Each side has allies. On the rebel side are the Saudi Arabian and US funding and intelligence operations along with various factions, including al Qaeda affiliated jihadists - Jabhat al Nusra is one - and on the side of the Assad regime and its army are Iran and Russia supplying arms, funds and intelligence, with Hezbollah playing an assisting combat role.
The US knew of the May reports and dismissed them. The Russians called for further investigation. The dismissal meant that the use of chemical weapons would be, for the time, accepted; at least accepted to the extent that military action was not publicly contemplated as a response.
Once a single incident, East Ghouta, emerged and it seemed likely that a military unit of the Assad regime used chemical weapons, the calls for military strikes began.
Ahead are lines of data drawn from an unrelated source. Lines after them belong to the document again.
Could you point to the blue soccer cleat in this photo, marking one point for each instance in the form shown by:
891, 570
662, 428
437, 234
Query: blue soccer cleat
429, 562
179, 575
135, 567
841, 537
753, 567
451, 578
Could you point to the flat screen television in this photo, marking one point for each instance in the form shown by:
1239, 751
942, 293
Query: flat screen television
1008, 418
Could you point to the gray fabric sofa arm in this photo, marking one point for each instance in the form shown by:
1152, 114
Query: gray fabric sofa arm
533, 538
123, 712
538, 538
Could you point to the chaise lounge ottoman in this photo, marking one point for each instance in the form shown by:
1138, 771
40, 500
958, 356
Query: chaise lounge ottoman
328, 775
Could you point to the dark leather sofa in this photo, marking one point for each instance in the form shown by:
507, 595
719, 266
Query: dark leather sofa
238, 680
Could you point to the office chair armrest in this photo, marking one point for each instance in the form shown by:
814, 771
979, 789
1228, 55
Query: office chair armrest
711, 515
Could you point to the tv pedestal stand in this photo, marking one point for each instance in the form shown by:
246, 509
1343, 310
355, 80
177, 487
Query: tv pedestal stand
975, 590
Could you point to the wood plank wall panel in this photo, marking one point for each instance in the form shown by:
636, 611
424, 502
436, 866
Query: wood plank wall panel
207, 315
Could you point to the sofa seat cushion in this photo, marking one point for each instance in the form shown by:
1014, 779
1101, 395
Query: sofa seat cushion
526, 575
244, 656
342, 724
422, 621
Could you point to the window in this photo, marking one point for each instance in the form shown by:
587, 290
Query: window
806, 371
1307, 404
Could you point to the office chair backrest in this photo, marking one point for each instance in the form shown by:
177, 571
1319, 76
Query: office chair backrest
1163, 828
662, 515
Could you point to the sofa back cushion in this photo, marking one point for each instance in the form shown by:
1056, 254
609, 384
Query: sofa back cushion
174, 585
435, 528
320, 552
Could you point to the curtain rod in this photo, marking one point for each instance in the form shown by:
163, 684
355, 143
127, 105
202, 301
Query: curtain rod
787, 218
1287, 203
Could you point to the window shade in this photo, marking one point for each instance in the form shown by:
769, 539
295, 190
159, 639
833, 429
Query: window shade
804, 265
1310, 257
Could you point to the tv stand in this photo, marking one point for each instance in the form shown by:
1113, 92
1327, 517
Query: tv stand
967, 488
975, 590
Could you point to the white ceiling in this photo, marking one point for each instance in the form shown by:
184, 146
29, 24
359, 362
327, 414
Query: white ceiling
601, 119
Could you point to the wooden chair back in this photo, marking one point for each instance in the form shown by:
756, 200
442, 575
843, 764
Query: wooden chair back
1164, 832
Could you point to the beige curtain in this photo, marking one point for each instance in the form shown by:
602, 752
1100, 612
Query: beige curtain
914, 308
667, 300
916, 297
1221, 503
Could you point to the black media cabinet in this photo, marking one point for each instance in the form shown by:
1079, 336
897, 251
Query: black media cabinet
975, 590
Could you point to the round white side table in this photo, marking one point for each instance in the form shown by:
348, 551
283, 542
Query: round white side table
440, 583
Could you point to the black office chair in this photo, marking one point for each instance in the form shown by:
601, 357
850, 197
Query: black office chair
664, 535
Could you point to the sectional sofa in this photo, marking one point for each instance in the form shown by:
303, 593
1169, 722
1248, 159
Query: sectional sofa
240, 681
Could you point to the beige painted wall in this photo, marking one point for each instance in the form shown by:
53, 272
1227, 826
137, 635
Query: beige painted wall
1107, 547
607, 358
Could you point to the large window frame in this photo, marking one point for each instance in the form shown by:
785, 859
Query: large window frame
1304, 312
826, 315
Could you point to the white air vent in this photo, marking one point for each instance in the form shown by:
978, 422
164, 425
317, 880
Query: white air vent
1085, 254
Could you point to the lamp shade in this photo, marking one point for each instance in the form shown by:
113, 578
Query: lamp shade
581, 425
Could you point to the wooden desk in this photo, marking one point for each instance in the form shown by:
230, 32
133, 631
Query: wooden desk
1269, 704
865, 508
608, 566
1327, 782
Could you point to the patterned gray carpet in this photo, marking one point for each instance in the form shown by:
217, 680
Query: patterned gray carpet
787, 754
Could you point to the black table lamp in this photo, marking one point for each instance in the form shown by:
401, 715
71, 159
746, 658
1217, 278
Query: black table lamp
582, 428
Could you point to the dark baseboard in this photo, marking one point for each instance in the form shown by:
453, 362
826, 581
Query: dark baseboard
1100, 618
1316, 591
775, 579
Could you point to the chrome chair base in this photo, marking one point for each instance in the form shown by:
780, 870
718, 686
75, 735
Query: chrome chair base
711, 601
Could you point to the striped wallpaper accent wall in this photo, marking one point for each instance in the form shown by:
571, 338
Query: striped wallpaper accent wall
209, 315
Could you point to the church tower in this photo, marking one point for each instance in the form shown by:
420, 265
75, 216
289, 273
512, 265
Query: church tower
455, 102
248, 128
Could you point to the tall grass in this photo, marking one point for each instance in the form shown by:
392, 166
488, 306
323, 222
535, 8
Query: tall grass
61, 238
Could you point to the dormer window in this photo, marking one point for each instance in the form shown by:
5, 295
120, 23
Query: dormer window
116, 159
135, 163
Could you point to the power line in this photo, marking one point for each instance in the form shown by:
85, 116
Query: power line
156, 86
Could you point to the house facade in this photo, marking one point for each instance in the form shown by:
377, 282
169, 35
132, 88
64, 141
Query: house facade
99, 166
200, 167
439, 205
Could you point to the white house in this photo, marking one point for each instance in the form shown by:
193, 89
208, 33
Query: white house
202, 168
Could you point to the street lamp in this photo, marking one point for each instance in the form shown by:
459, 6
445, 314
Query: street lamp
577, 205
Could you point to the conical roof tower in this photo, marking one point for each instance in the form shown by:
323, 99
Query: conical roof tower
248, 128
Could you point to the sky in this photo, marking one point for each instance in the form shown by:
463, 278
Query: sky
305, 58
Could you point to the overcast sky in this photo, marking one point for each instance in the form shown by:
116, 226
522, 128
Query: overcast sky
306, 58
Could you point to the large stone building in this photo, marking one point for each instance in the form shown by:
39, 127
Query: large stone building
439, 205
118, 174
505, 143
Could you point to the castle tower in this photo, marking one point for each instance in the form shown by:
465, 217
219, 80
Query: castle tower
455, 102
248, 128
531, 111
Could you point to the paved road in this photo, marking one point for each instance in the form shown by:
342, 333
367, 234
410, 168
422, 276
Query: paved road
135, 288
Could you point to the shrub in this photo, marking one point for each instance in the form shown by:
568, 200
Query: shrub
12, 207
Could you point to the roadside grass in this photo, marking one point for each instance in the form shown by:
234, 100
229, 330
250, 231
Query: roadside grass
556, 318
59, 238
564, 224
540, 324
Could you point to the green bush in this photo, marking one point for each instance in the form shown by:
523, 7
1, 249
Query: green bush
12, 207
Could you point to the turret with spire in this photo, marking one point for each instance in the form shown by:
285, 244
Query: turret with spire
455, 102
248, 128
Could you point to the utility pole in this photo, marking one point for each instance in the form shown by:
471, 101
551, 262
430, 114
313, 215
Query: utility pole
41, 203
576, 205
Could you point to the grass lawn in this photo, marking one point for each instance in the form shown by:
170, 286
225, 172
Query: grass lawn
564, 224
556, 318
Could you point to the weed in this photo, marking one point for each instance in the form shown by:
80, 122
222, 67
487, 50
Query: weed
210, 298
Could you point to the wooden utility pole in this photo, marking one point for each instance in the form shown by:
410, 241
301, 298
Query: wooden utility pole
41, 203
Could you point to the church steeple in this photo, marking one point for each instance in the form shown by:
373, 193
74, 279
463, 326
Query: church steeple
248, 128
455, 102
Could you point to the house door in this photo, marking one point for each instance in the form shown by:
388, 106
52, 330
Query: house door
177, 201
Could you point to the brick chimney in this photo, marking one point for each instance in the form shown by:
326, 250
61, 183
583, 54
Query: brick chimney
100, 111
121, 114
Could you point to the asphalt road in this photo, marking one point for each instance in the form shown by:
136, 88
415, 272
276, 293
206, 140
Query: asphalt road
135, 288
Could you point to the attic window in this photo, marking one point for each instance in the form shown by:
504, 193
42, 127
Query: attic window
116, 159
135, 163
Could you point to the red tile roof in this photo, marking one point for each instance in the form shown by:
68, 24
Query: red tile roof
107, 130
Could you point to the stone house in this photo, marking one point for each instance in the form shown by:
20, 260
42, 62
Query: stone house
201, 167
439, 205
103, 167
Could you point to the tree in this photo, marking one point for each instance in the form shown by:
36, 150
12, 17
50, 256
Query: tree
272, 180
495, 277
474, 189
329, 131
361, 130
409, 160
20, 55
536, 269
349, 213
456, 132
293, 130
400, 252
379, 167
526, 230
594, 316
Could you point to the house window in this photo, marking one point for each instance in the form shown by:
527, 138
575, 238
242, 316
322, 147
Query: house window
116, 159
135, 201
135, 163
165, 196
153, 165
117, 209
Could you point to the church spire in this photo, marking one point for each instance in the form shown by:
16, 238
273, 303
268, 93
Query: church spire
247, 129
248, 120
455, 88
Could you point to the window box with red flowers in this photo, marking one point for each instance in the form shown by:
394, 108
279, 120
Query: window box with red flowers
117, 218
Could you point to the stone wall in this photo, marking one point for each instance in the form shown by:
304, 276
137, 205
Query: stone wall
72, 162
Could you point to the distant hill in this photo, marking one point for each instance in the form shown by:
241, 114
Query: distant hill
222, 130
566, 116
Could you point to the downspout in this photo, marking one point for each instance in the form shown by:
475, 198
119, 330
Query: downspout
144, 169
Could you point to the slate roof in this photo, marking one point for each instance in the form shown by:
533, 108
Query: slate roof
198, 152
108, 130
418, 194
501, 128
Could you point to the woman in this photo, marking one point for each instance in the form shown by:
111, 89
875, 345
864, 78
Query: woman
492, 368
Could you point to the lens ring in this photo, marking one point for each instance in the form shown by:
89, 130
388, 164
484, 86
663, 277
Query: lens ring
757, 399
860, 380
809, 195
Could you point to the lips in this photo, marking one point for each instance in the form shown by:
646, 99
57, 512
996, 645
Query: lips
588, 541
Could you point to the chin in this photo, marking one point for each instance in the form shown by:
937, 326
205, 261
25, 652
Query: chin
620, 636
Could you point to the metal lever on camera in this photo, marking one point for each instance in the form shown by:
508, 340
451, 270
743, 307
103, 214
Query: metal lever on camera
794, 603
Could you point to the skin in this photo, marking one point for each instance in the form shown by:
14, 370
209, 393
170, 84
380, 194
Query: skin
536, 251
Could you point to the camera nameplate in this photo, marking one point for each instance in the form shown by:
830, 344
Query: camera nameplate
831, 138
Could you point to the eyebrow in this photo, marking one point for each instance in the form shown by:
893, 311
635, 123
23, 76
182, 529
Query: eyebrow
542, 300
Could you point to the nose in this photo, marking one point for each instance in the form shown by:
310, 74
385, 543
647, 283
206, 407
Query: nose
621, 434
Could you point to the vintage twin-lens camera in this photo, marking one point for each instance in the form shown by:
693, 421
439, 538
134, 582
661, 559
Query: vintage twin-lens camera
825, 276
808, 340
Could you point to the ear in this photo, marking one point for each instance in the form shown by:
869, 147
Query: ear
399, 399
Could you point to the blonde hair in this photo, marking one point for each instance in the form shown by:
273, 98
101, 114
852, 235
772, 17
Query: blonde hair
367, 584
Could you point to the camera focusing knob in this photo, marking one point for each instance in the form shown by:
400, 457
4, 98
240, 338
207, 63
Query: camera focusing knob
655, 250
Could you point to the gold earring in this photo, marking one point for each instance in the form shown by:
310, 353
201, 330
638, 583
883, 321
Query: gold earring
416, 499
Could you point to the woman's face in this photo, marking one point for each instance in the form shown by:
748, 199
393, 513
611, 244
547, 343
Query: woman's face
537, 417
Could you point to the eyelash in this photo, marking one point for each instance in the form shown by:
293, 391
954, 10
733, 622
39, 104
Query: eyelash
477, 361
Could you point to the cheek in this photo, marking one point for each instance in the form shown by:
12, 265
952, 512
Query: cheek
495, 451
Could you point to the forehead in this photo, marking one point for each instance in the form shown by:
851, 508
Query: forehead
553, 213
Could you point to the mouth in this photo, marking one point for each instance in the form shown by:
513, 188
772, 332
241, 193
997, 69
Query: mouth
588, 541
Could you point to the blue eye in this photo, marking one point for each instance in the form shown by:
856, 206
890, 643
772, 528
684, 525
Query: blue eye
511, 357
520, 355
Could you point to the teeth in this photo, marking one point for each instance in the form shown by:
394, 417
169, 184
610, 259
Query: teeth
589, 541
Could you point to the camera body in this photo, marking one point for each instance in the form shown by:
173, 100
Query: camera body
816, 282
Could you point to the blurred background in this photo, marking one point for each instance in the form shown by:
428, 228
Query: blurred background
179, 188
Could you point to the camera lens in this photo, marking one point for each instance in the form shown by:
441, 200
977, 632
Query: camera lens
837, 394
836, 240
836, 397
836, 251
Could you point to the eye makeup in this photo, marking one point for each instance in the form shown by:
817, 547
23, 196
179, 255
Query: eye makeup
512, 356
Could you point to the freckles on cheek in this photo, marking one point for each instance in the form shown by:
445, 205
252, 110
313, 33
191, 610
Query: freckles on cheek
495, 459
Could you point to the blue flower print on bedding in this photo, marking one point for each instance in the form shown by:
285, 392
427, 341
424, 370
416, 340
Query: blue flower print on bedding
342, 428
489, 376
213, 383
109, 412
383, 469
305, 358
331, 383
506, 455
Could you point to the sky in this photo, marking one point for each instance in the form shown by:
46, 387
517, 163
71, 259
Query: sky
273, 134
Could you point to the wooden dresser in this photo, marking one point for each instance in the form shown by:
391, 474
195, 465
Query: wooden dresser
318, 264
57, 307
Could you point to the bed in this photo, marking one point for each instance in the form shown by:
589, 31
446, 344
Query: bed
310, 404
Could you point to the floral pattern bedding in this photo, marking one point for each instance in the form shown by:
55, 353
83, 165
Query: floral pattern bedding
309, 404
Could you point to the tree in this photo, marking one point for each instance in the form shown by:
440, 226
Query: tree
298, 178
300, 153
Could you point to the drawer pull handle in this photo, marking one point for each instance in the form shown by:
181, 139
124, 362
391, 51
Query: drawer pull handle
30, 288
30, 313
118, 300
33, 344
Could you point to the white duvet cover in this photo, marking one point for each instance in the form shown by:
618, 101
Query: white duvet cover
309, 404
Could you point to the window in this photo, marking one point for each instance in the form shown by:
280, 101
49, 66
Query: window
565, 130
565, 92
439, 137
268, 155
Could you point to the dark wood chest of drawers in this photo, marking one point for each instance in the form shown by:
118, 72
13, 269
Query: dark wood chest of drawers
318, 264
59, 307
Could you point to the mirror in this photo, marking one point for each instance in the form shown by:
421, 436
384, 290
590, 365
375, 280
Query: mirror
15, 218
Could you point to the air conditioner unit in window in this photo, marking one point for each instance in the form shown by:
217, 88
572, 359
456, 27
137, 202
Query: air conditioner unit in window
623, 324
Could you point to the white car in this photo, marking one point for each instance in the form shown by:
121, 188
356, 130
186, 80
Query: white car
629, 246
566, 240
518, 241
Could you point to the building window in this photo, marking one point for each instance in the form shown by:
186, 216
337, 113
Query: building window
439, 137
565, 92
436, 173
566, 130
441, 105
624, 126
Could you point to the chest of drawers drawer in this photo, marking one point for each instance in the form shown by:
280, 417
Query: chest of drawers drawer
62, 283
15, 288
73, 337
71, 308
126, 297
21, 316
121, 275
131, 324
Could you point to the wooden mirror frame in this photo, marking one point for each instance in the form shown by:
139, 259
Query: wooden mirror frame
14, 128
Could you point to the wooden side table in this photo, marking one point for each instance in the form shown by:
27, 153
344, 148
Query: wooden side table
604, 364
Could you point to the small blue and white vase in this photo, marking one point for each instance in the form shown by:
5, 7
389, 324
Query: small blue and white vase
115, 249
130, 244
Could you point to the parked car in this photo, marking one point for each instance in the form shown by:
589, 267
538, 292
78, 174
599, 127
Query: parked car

Despite the fact that the origin of the intelligence reports remained a muddled affair, the pace quickened and within hours, not days, the Obama Administration began making its case for immediate, US military strikes. Options had been drafted by the Joint Chiefs and were discussed in press briefings.
What seems to have not been anticipated was the public resistance to military action, not just in the US, but also in European nations and NATO. The British House of Commons no-vote after Prime Minister David Cameron’s impassioned plea there seemed to come as a jolt to the administration and the pace slowed.
Accentuating the point, John Kerry, front man for the administration, was caught metaphorically leaning off of the curb, thinking he was stepping down on terra firma then suddenly flailing his arms to not fall down when it was announced that, after all, the president would seek a vote in Congress.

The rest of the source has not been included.